Last Wednesday was a date to remember because January 31, 71 years ago, was a day which brought sorrow to families in Northern Ireland and Scotland, heralding weeks and months of drama and mourning.
On that day, the Princess Victoria, a British Railways car ferry set sail across the North Channel to Larne, a routine journey of 31 miles taking somewhere in the region of two-and-a-half hours. That’s on a normal day, but January 31 1953 was no normal day; think the destructive gale force winds of two weekends ago and you’ll get some idea of the conditions the ship tried to plough through.
Tragically the big seas were too much for the ferry. It was overwhelmed, the stern doors were stoved in by a huge wave and sea water poured into the car deck. There was no list of those on board but it was thought the Princess was carrying 127 passengers and 49 crew. She left the Scottish port of Stranraer just before 8am, heading into Loch Ryan but didn’t get much further; once into the Irish Sea, Captain Ferguson realised the ferocious conditions and decided to return to the comparative shelter of the loch, but before that could happen the waves were filling the ship.
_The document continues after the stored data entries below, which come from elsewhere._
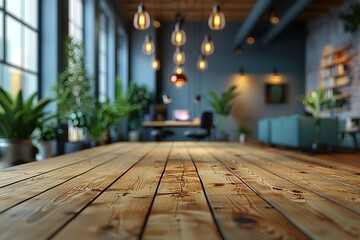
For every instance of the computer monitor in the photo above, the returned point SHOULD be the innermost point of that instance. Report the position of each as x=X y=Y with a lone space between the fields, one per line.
x=181 y=115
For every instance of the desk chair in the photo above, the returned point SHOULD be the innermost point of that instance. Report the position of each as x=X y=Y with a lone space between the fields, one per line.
x=206 y=123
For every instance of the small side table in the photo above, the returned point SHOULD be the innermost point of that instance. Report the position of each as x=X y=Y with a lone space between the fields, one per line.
x=352 y=133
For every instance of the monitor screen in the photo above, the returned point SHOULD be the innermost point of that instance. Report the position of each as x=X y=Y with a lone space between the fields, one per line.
x=181 y=115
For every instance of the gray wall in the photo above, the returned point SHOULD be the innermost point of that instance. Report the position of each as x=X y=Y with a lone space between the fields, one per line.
x=286 y=54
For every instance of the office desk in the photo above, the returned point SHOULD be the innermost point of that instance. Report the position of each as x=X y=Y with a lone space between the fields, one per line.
x=201 y=190
x=172 y=124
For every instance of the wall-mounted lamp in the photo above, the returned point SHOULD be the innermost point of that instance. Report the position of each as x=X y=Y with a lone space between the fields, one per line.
x=274 y=18
x=179 y=56
x=155 y=63
x=197 y=99
x=207 y=46
x=216 y=19
x=166 y=99
x=239 y=50
x=141 y=18
x=148 y=46
x=241 y=72
x=275 y=72
x=202 y=63
x=178 y=80
x=250 y=40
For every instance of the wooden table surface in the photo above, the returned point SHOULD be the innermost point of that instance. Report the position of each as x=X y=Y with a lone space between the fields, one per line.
x=203 y=190
x=170 y=123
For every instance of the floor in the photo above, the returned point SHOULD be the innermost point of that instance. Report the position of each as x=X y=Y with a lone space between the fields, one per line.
x=181 y=190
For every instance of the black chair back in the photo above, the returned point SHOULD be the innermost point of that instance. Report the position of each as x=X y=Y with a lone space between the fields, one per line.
x=207 y=121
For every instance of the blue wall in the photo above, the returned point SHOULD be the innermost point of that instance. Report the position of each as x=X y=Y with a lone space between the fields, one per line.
x=286 y=54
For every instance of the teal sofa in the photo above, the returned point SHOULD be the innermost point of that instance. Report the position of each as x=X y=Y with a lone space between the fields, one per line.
x=297 y=131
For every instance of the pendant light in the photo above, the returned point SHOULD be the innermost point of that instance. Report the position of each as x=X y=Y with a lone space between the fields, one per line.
x=216 y=19
x=178 y=36
x=155 y=64
x=178 y=80
x=148 y=46
x=141 y=18
x=179 y=56
x=202 y=63
x=179 y=69
x=207 y=46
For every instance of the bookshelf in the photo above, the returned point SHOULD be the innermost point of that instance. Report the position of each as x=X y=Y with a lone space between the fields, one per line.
x=335 y=76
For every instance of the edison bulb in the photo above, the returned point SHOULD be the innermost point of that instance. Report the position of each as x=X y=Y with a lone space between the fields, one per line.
x=216 y=19
x=148 y=46
x=141 y=18
x=207 y=46
x=202 y=63
x=179 y=69
x=178 y=36
x=155 y=64
x=179 y=57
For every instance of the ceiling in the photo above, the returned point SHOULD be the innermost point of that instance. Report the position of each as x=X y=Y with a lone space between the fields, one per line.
x=166 y=10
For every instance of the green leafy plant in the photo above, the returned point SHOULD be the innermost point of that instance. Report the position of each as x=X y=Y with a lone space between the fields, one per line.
x=102 y=118
x=18 y=117
x=74 y=89
x=242 y=129
x=46 y=132
x=350 y=16
x=140 y=96
x=222 y=105
x=315 y=102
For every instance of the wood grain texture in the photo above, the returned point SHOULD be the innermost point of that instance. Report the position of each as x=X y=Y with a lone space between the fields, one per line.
x=180 y=210
x=202 y=190
x=21 y=172
x=121 y=211
x=40 y=217
x=302 y=207
x=239 y=210
x=339 y=193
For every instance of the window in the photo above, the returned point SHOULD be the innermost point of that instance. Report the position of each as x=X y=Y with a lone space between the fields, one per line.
x=76 y=24
x=19 y=45
x=103 y=56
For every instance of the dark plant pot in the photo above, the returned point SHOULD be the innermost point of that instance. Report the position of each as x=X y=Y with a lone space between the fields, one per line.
x=71 y=147
x=318 y=148
x=224 y=137
x=14 y=152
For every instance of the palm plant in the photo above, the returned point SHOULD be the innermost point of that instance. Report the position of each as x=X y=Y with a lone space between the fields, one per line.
x=222 y=105
x=20 y=117
x=315 y=102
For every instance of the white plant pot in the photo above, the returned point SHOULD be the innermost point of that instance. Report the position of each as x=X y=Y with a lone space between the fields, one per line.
x=242 y=138
x=45 y=150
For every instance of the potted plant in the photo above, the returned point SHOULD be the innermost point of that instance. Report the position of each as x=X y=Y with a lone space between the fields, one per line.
x=222 y=106
x=140 y=96
x=122 y=107
x=18 y=119
x=104 y=115
x=315 y=102
x=243 y=132
x=43 y=137
x=74 y=92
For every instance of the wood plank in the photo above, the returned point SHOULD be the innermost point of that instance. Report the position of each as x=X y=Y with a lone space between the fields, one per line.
x=180 y=209
x=239 y=210
x=120 y=212
x=314 y=215
x=18 y=192
x=42 y=216
x=345 y=196
x=14 y=194
x=26 y=171
x=344 y=175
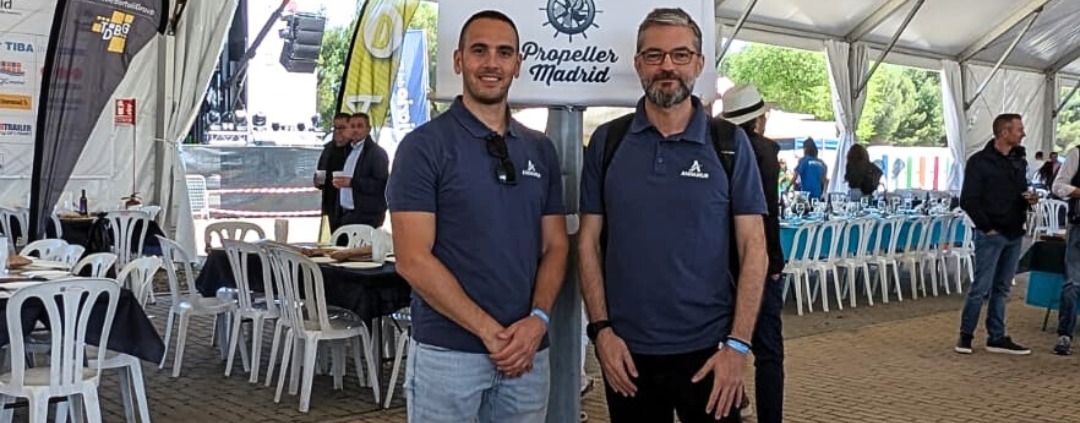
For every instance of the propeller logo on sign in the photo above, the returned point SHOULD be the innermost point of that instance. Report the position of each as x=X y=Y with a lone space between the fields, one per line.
x=571 y=17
He made the disastrous decision to proceed to Larne. At 9.46am the call went out asking for tugs to assist; at 10.32am an SOS was sent - the ship was in immediate danger with a heavy list to starboard.
Terror On Board
As the bitter water began to fill the interior of the ship, can you imagine what was going on in the cabins and lounges? Families, businessmen, young women and the crew all knowing they were facing death by drowning?
Bad enough to be sea sick but the fear of ending up in the freezing waves must have caused dreadful panic, hysterical crying, brave attempts to keep people calm. By 1pm the water had reached the starboard engine room and 10 minutes later, David Broadfoot, the ship’s radio officer, sent a Morse code message: “On her beam end.”
Then the dreadful call: “We are preparing to abandon ship.” But there was a glimmer of hope because by 1.30pm the Irish coast was in sight; they were only five miles off the Copeland Islands... but 20 minutes later there was silence. It’s thought that the ship sank at 1.58pm.
That morning journalist Malcolm Brodie, himself a Scotsman, had made his way to the empty sports desk at the Belfast Telegraph. He was due to report on a football game but the team from Airdrie cancelled due to the weather.
A phone rang and he reached for it. “It was a woman on the Antrim Road,” he told me. “She said her husband was a sea captain and they had shortwave radioed, ‘There’s a drama in the Lough’.
“She gave me what details she had and it sounded like the Princess Victoria was battling against big seas. She was right. The ship was fighting hurricane winds of Force 12, over 100 miles an hour, tossing in mountainous seas when the huge waves battered the rear doors, sheering off the bolts, flooding the car deck; ton upon ton of seawater swamped the ship and some 135 souls lost their lives. All women and children on board the ship were lost.”
Hearing History Unfold
”I immediately went up to her house and sat with the radio in a wee cubby hole under the stairs as she made cups of tea,” Malcolm recalled.
Later that afternoon fellow journalist Paddy Scott was on the fringe of Donaghadee and as survivors were brought into the Imperial Hotel; despite tight security, he was determined to get his story.
Someone whispered that there was a terrified young cabin boy in a traumatic state, jibbering in his fear. “Let me try to talk to him,” Paddy suggested to the policeman on duty.
“He’s probably from the Islands and he’s talking Scottish Gaelic.”
This was enough to gain entrance. “Leave me with him till I calm him,” commanded Paddy. They did, not realising he was a reporter. Paddy was right, the boy would only talk in his native tongue and with the journalist’s Irish Gaelic they got down to business.
Paddy arranged for the boy to be looked after as he high-tailed it back to his desk to file the harrowing account of the death of the Larne-Stranraer ferry for the Irish Press and The Irish News, his story beating every other journalist to the front page.
For two-and-a-half hours Malcolm filed his report down the telephone line to the Belfast Telegraph, the first time the Saturday Night front page carried news instead of sport. Two men of the press ensured the tragedy of January 31 1953 would never be forgotten.